Thank you for the reply;- So nothing to do with Green's in design or manufacture then?!

The field the roller with the old Gentleman originally propertied to be Thomas Green;  sat on the electric roller looks the same field as the other machines.

I would say that  they are all  in the garden at Askew House!

The magazine article is a good introductory piece on this  forgotten subject of early lightweight roller & mower propulsion, but they should have consulted a Mower Historian!

 Typically for a commercially produced magazine to use a lot of Secondary resource information, some of which conjectural,  although I suspect original unpublished research material is hard to find.

 

Old Glory is naturally the definitive monthly magazine for Steam Road Locomotives and Rollers Preservation, but  the Lawnmower side needs exploring more.

I have emailed OG on numerous occasions (they probably think I am a crank!) on articles they have  got wrong.  For example in last OG magazine an article on The P.S.S.  Great Eastern, a photograph they had said was  I. K. Brunel was actually Richard Tangye!  
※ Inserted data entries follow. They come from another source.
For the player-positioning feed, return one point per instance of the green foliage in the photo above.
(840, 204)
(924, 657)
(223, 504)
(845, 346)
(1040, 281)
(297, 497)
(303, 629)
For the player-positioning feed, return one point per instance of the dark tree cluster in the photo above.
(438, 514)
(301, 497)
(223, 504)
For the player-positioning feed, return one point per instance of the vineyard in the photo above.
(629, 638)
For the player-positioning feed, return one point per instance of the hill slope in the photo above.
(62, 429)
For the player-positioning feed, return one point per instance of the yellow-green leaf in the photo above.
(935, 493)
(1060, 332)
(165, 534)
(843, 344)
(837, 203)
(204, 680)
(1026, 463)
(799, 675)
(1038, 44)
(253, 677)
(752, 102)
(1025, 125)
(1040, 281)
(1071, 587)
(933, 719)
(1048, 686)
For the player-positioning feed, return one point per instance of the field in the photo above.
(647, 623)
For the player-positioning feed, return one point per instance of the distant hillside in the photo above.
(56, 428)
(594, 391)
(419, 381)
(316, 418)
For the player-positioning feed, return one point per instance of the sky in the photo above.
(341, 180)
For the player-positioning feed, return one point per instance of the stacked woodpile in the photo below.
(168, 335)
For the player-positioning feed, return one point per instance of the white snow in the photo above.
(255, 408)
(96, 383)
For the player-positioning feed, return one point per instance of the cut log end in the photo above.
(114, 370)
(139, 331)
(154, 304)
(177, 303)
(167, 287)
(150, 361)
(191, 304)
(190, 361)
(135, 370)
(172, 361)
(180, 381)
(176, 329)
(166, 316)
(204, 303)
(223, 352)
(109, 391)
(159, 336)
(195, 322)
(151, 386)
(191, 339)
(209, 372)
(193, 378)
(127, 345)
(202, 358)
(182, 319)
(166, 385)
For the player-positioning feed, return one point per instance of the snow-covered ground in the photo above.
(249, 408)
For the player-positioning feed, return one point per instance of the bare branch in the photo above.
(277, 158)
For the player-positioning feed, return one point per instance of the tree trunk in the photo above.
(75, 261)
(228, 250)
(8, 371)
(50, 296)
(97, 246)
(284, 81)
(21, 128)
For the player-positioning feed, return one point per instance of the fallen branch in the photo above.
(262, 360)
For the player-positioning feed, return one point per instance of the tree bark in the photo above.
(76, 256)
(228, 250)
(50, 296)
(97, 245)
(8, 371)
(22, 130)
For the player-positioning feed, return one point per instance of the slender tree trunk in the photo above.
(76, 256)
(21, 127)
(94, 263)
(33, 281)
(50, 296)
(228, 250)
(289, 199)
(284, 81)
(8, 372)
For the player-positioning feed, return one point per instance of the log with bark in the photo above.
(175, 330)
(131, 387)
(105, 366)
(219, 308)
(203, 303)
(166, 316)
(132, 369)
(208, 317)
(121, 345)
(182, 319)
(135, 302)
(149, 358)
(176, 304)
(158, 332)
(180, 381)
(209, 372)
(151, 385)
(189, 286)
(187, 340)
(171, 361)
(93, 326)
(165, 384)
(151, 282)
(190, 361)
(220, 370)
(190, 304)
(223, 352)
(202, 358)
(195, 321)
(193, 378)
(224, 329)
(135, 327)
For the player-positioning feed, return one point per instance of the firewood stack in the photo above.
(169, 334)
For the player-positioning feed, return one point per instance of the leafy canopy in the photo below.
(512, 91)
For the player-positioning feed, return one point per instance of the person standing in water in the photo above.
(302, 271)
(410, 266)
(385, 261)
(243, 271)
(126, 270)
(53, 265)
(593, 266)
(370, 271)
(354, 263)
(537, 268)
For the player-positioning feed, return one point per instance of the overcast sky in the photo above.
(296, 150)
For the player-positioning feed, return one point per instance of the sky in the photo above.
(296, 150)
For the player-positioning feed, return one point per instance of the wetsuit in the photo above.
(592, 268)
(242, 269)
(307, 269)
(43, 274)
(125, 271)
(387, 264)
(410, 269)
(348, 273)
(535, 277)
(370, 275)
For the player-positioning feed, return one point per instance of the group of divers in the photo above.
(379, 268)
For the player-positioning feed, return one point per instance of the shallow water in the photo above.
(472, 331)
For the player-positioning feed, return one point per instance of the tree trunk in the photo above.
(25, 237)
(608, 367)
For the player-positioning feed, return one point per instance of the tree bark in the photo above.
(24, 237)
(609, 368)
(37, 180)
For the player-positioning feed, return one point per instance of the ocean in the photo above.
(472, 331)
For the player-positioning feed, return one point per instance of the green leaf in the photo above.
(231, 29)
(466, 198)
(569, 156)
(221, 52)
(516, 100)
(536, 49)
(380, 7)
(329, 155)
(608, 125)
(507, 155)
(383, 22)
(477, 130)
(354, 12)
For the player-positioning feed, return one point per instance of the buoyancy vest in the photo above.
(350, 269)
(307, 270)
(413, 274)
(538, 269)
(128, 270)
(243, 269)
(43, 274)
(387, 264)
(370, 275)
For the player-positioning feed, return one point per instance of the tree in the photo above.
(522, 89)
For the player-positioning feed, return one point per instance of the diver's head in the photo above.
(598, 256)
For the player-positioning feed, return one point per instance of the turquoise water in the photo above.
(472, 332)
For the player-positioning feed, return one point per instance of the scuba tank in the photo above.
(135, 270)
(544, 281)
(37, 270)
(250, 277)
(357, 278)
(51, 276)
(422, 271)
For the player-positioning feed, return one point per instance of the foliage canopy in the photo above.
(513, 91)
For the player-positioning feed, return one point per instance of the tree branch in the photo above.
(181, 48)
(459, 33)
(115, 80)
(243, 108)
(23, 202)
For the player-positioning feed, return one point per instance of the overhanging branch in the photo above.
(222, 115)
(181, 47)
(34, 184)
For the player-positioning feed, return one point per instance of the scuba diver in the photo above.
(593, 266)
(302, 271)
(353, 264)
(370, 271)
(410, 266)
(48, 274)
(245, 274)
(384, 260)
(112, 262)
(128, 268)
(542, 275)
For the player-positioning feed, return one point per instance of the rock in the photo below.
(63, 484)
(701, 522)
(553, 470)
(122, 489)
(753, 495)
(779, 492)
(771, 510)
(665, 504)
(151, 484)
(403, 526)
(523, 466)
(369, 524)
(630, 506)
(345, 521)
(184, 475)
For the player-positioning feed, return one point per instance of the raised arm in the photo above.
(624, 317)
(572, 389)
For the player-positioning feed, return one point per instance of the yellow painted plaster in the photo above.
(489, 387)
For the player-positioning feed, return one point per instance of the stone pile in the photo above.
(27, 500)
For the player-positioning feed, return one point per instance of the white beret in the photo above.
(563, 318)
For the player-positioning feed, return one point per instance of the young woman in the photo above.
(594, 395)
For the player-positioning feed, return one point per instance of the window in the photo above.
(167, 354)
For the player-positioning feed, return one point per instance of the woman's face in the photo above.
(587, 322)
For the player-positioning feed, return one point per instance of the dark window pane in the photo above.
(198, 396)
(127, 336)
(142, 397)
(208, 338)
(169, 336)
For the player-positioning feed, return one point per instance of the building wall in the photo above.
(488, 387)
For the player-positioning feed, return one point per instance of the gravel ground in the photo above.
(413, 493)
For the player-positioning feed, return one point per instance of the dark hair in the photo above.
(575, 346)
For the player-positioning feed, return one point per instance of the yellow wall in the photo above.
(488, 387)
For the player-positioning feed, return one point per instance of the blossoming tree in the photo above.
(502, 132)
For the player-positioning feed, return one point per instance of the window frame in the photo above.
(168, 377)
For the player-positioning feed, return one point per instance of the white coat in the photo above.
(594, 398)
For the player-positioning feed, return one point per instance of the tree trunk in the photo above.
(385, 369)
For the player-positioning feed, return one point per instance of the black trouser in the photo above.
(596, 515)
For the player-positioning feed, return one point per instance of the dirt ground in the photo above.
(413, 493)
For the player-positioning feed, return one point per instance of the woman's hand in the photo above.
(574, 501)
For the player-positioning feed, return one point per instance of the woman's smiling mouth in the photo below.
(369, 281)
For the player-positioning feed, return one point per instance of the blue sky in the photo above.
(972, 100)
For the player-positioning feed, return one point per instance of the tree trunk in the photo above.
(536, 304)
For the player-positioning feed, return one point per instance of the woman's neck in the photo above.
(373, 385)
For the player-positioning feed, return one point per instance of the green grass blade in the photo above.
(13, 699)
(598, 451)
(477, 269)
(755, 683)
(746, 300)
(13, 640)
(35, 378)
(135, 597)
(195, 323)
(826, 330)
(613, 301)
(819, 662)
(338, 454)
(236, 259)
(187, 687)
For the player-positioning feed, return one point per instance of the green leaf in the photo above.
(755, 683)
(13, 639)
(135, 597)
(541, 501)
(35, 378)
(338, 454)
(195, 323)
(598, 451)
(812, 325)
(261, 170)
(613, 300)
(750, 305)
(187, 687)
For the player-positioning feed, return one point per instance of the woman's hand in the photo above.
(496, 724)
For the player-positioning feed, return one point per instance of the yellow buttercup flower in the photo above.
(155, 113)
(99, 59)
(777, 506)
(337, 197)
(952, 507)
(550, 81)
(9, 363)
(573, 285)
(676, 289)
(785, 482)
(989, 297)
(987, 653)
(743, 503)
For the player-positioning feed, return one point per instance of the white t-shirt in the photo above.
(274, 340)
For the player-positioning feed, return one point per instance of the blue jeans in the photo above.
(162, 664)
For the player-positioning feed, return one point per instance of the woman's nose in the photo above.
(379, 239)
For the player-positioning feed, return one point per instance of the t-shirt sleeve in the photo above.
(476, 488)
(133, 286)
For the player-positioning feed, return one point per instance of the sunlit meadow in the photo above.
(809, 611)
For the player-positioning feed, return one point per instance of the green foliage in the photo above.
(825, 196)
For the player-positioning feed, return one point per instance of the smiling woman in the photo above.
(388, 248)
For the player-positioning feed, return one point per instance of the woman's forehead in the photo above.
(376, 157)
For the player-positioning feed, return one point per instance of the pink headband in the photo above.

One notable article on the Nicholas Cugnot steam carriage that was completely biassed,   factually wrong and misleading, so I sent a long repost on everything wrong.

The next month more was published incorrect on the Cugnot Steam carriage. (Which did not operate as it did not have an internal firebox in the boiler when first built! {this was fitted after 1840!} and therefore unable to generate high pressure steam. )

 

Back to Mowing matters:

 

Good that people like yourself are doing proper primary research and not relying on Chinese whispers altered over the years.

I have only just dabbled in this interesting subject,  but I look forward to finding more details on the design and construction of these pioneering Machines.

 

 Fed up with wrong histories!   Have been tempted to throw a brick at the television on numerous occasions!